The Tar Heels' head coach liked what he saw.
"Coach (Williams) was encouraged because he likes his point guards to be able to score," said Hammond head coach Mark McClam. "He also asked me about Seventh as an individual character wise, his family background and all that.
"Obviously when you get to the high level of a program like Carolina or Duke, they get their pick of the litter," he continued. "They get to check off the boxes of chemistry, character and those things. Seventh is the youngest of six children, his parents are happily married and they're just a really good family."
In addition, Williams, who couldn't speak with Woods during his visit because of NCAA rules, asked McClam what the standout 6-foot-1, 175-pound point guard's greatest attributes were.
"I think he's a phenomenal athlete," McClam said. "He has great explosion, great acceleration and great vertical-leaping ability.
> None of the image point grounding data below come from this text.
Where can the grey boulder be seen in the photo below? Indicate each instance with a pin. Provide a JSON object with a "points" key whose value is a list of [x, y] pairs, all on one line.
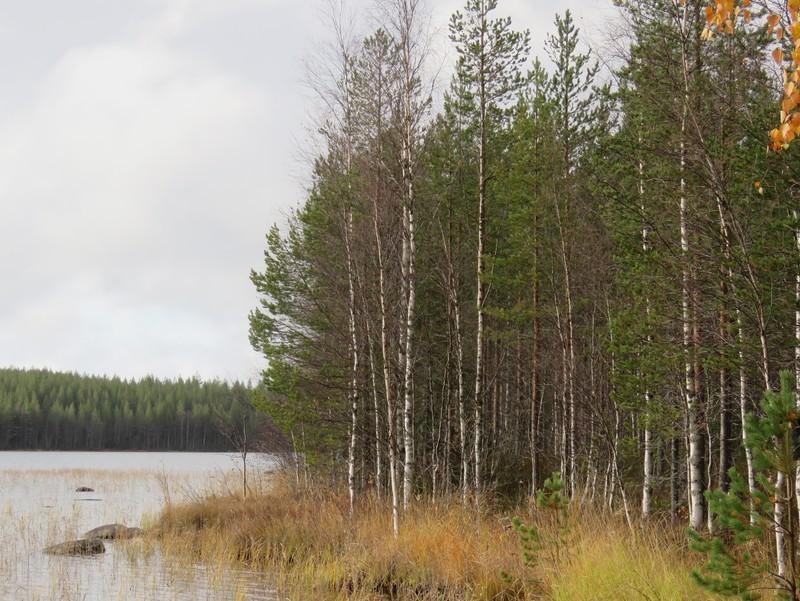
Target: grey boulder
{"points": [[113, 531], [91, 546]]}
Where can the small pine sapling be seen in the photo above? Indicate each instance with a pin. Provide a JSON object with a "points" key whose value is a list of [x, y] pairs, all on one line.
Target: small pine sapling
{"points": [[743, 515]]}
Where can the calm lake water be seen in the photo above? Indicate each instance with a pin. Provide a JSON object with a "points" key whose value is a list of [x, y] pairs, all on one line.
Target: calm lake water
{"points": [[39, 507]]}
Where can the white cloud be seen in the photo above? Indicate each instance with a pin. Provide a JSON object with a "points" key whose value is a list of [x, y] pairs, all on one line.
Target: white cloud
{"points": [[145, 148]]}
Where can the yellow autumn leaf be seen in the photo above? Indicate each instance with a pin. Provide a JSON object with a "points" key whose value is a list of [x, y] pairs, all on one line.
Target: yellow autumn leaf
{"points": [[772, 21]]}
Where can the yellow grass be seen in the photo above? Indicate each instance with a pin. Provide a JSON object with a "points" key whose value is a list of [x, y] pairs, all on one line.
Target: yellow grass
{"points": [[308, 540]]}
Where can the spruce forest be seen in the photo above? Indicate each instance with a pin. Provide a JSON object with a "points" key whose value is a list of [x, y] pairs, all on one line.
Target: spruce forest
{"points": [[41, 409], [563, 259]]}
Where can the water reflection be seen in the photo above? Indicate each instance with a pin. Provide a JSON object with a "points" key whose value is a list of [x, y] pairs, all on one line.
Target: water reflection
{"points": [[39, 506]]}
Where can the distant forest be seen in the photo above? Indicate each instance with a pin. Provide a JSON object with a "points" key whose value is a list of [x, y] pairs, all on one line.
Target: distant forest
{"points": [[41, 409]]}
He's so quick when he jumps and he has phenomenally quick hands. His off-the-dribble explosion is something else too."
McClam said Woods could play either the ‘1' or the ‘2' but that he's exclusively a point guard at Hammond. That's just the way Woods likes it.
In his first season playing varsity, Woods averaged 19.3 points, 4.3 assists, 3.5 rebounds and 2.7 steals per game.
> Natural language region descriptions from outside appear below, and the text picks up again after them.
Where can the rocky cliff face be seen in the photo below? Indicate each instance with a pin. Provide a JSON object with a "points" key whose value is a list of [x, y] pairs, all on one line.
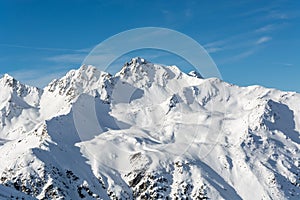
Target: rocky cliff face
{"points": [[149, 132]]}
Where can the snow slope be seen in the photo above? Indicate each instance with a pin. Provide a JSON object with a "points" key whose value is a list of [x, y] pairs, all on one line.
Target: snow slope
{"points": [[148, 132]]}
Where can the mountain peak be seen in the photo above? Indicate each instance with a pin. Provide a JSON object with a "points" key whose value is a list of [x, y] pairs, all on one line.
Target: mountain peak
{"points": [[8, 80]]}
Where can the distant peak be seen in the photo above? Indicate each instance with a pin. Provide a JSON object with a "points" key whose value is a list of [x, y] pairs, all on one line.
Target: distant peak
{"points": [[8, 80], [195, 74], [8, 77]]}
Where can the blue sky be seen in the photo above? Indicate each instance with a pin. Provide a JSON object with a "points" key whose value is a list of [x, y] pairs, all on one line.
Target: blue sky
{"points": [[252, 42]]}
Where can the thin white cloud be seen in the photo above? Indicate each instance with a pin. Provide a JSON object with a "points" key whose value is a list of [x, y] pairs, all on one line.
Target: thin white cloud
{"points": [[265, 28], [67, 58], [239, 56], [263, 40]]}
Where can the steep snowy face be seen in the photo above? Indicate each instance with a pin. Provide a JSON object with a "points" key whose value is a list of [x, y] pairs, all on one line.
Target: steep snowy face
{"points": [[18, 106], [150, 131]]}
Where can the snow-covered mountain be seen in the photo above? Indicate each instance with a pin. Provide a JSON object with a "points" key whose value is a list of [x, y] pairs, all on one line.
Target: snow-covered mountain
{"points": [[148, 132]]}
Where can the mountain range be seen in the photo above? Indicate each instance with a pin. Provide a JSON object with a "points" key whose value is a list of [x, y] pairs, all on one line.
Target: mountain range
{"points": [[147, 132]]}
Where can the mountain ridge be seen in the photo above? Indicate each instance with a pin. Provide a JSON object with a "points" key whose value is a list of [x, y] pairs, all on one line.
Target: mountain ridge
{"points": [[150, 132]]}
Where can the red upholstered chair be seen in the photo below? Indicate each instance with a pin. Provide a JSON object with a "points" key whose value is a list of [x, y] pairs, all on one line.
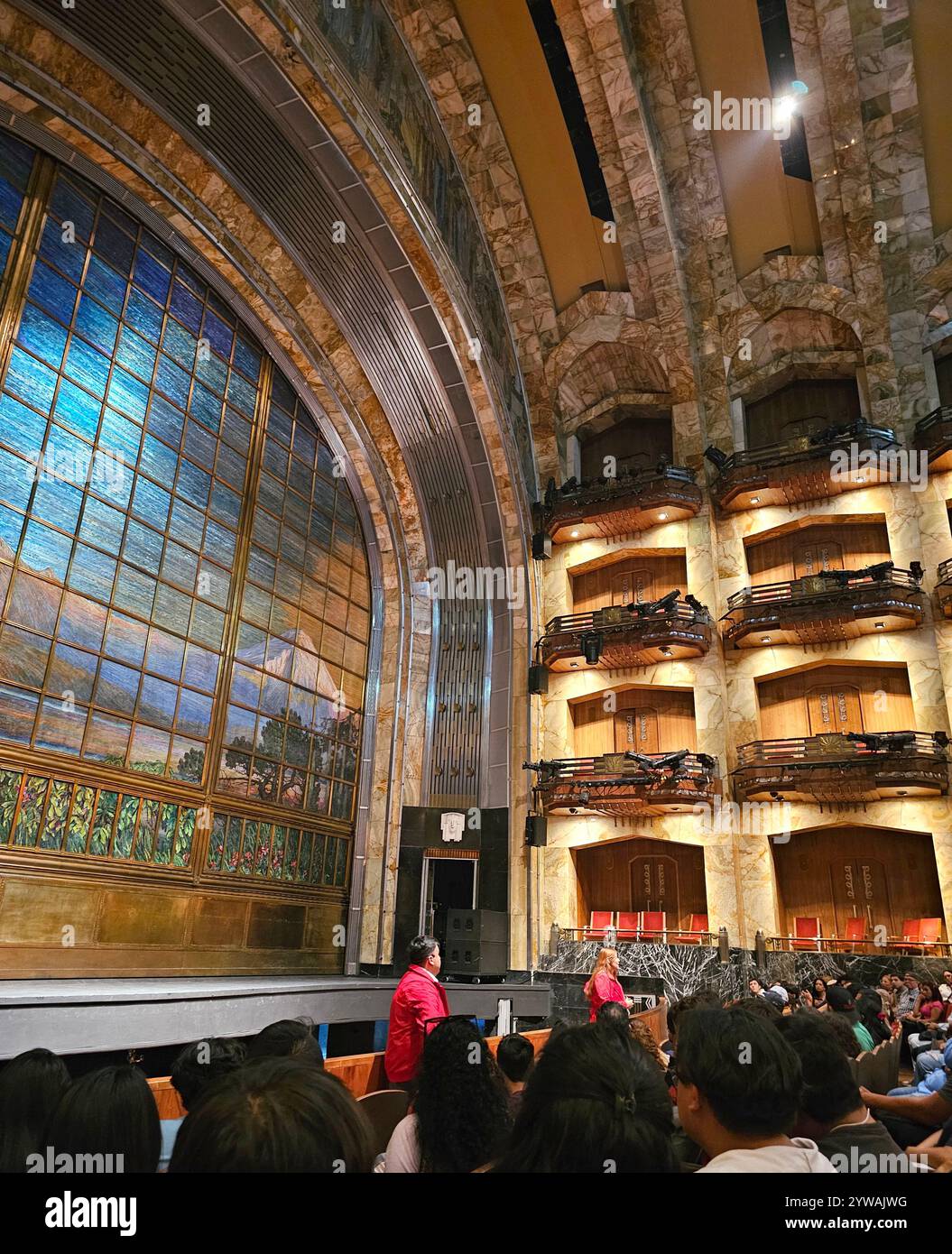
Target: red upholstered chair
{"points": [[692, 936], [627, 926], [700, 925], [653, 926], [807, 933], [598, 922]]}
"I'm a scorer and a playmaker," Woods explained. "I try to put my teammates in the best position to score. (At Hammond) we play a mixture of one-in, four-out, and then high-ball screens. I like that style, up-tempo, fast-break offense that's pushing the ball. I get to the basket pretty well and I can take the outside shot contested or uncontested, and I'm a pretty good passer."
Woods is already somewhat of a phenomenon thanks to his performances at AAU camps around the southeast. He was the youngest member of the USA Developmental Camp last October and was the youngest of 23 players named to USA Basketball's 16U Men's Developmental National Team. Woods says he's ready for the attention and scrutiny that come with being one of the best players in the country.
"My personality in general is just pretty quiet," he said. "(The attention) isn't going to bother me because I still know I need to work hard to live up to the hype. I can't let the phone calls and visits get to my head."
Don't mistake Woods's quietness as a lack of competitive fire, drive or spirit. On the contrary, McClam loves the maturity and assertiveness of Woods's game.
"He's beyond his years," McClam explained. "He can slam dunk on you and you'll never know it from looking at his face. You can slam dunk on him and you'll never know it from looking at his face. But most importantly, he has the work ethic to succeed."
"This cat doesn't take plays off; he plays hard on both ends. Sometimes you get gifted offensive players who fake their way on defense. He's not one of them. We've had several games where his defense, not his scoring and passing, made the difference for us."
McClam said he also told Williams about Woods's ability to close out games.
"He can just take over and he really wants the ball in key situations," McClam said. "He's not afraid to take the last-second shot. He wants the ball in his hands at the end of games so he can create for himself or make something happen for his teammates."
Woods is still nearly three-and-a-half years from playing his first collegiate game. However, he already has a list of things his needs to work on to make an immediate impact. Surprisingly, they don't have much to do with his on-the-court play.
"Chris Paul is probably my favorite player," said Woods. "I just love the way he plays, his competitive nature on the court and how he leads his team. I'm not the most talkative person on the court so I need to develop that as a point guard and as a leader."
Woods has already made visits to several colleges, including in-state schools Clemson and South Carolina, as well as North Carolina and Duke.
He attended UNC's game against Florida State last month, along with his parents, and McClam, and took in UNC's senior-day win over Maryland during the 2011-12 season.
"It was pretty wild both times," Woods said. "The student section is pretty impressive and I got to meet Coach Roy and his assistants. I love the way they play and the way he approaches the game."
McClam believes Woods has the potential to be one of the best players in South Carolina history.
"He's so young… he's only 14," he said. "You look at some of the guys in 2015 and he's almost two years younger them, so when people start talking about size and maturity you have to realize he should really be in the eighth grade. Athletically, he'll continue to make leaps and bounds as he gets stronger."
"He has an innate inner-confidence, calmness and work ethic that you just can't teach," McClam continued. "He works every day, lifting weights, increasing his endurance, getting shots up. He does it willingly and not begrudgingly because his parents or coaches tell him too. He has ownership of it already."
NOTES: Seventh is the youngest of five boys… He holds the Hammond record for points in a game with 49… He was born and raised in Columbia, S.C. … South Carolina, North Carolina, Clemson, Duke, Maryland and Virginia have all inquired about him…Full name is Seventh Day'Vonte Woods… He was named after the representations of the No. 7 in the bible, which mean completeness…Woods will play with the Carolina Wolves 16U AAU team this season… Hammond coach Mark McClam played for John Kresse at the College of Charleston from 1979-82. He set the school record for most assists in a game (14).